Âlemi kendisinin bilinmesi için var eden İlâhî güç, bunun için sayıya hesaba gelmez yollar var etmiş bu dünyada. Bu yüzden zaman zaman düşünüyorum: Kadim devirlerde O'nu bilme aşkı kim bilir nasıl tecelli etmişti?
Ben, tarih ve kültür mevzularında yapılan derinlikli onca araştırmanın biraz da insan ve Tanrı arasındaki ilişkiyi yorumlayan kadim medeniyetlerin bu husustaki tespitlerini merak etmeye bağlıyorum. Şüphesiz onların içinde de varlığın birliğini anlayan, meseleyi çözen kimseler mevcuttu. Bunu da sembol, yazı, heykel, sanat eseri gibi imkânların cümlesiyle yahut bir kısmıyla ifade etmişlerdi.
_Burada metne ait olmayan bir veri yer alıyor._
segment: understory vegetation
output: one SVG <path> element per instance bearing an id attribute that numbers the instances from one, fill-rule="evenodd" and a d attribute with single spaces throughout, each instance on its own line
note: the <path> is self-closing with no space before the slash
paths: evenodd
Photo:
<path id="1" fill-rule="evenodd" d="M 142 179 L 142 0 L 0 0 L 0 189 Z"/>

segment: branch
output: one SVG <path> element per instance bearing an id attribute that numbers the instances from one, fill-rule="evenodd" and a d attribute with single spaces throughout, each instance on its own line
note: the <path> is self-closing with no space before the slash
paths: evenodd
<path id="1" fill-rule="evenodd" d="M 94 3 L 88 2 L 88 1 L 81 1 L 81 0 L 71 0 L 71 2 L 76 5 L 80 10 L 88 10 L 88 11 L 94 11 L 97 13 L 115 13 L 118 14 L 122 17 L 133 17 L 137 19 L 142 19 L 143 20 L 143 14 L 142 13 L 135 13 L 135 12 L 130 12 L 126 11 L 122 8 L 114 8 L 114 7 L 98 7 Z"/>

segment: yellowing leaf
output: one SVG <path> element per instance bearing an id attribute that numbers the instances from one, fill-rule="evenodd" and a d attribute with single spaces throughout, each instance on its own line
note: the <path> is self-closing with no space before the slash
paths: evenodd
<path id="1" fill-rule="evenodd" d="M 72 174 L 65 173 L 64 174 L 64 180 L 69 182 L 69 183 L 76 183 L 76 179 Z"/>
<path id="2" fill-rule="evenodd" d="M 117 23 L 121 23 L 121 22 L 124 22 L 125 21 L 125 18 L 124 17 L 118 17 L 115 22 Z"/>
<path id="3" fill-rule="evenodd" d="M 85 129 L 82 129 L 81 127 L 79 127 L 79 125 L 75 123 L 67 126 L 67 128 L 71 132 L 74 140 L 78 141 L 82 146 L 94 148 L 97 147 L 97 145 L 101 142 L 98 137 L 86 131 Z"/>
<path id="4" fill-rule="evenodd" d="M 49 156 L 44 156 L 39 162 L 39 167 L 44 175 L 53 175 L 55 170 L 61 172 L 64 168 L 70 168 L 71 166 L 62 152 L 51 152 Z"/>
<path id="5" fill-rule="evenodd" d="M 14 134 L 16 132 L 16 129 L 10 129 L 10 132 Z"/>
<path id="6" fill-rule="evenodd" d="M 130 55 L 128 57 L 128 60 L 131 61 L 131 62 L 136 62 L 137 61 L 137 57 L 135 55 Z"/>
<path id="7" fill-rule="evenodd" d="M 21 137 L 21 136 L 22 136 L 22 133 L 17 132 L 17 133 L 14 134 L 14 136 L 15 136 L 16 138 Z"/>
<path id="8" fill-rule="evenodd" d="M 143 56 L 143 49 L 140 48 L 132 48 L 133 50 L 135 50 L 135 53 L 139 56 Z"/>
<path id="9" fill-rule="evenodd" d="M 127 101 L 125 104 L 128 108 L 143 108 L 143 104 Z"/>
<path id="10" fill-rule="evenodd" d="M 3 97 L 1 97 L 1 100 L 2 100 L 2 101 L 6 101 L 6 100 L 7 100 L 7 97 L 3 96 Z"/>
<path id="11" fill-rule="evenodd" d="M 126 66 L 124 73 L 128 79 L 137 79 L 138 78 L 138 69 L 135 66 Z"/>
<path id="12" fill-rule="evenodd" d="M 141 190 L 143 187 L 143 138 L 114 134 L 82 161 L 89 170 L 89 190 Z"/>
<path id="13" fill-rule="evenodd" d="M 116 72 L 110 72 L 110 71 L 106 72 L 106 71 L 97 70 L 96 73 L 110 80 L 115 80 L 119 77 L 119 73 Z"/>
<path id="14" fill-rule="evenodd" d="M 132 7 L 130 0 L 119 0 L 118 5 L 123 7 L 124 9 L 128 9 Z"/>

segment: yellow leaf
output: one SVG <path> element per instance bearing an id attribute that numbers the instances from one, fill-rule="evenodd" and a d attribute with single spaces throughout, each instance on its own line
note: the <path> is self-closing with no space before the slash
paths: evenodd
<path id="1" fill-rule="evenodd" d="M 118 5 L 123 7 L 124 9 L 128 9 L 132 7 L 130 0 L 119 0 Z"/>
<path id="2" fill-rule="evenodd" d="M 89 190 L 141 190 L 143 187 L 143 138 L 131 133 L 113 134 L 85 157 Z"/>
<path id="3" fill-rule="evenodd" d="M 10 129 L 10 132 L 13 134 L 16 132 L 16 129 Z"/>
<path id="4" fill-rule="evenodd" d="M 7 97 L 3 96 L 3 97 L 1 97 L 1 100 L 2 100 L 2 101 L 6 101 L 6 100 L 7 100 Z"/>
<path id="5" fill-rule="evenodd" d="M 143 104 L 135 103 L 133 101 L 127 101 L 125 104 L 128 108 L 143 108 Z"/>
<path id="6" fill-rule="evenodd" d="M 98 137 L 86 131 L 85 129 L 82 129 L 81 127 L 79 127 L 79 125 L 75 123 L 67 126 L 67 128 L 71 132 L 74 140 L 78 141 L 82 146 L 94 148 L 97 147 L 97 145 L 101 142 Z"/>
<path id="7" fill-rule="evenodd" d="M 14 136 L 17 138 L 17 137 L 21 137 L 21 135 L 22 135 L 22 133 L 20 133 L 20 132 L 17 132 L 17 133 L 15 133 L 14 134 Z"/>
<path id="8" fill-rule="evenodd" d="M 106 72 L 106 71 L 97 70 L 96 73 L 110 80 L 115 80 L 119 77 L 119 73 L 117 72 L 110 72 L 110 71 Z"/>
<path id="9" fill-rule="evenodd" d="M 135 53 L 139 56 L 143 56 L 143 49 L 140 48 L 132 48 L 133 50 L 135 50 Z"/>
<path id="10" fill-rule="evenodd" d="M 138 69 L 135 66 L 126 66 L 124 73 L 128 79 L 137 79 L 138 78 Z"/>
Doğrusu eski medeniyetlerde bu dünya varlığın tevhidini, O'nun birliğini anlamak üzere bir okul olarak görülmüştü. Her insan ve her medeniyet bunu kendi meşrebi üzerinden anlamaya çalışmıştı. Kim bilir elde ettikleri bilgelikten neler ortaya çıkmış ve eşyayı hangi derinlikle yorumlamışlardı!
Eminim ki, bazı medeniyetler bilgeliği topyekûn yaşıyordu. Bir çocuk dahi dünyaya böyle geliyor ve zaten kendinde yüklü her türden mânâ, beraber yaşadığı insanların içerisinde vakti zamanı gelince açığa çıkıyordu. Kızılderililerin ve Aborjinlerin irfanı ve aşkı toplumsal düzeyde yaşaması da göstermektedir ki, ilkel sandığımız kabilelerin bir kısmı en azından ölümden sonraki yaşam seviyesini çözmüşlerdi.
Bilgeliği, irfanı ve o yaratıcı gücü yani aşkı bir millete, ırka veya ülkeye mahkum edemeyeceğiniz gibi âşıkları ve arifleri de hiçbir millet kendi tekeline alamaz. Onlar içinde yaşadığı millete Yaradan'ın yüce birer ihsanırır.
Basma kalıp ibadet ve düşüncelerle cennetin tapusunu cebinde gezdirdiğini zannedenler korkunç bir yanılgı içindedirler. Bugün maalesef dünya, dinleri fanatizm bataklığı içinde yaşamaya çalışıyor ve herkes bir diğerini cehenneme göndermekle meşgul olmaya devam ediyor.
Hakikati ve sevgiyi özünde arayan ve yaşayanlar için herkesin imanı ve inancı muteberdir. Çünkü biz gelenekte olduğu gibi Allah'a giden yolların mahlukatın nefesi adedince olduğuna inanırız. Böyle olunca kimin dini, kimin inancıyla uğraşırsın! Âcizane kanaatim bir diğerinin inancına saygısızlık edip onu sözüm ona cehennemlere layık görmek gibi büyük bir suç ve günah yoktur. Şu cennet dedikleri de zaten varlığın birliğini gönülde duyup yaratılanı Yaradan'dan ötürü sevmek değil midir zaten!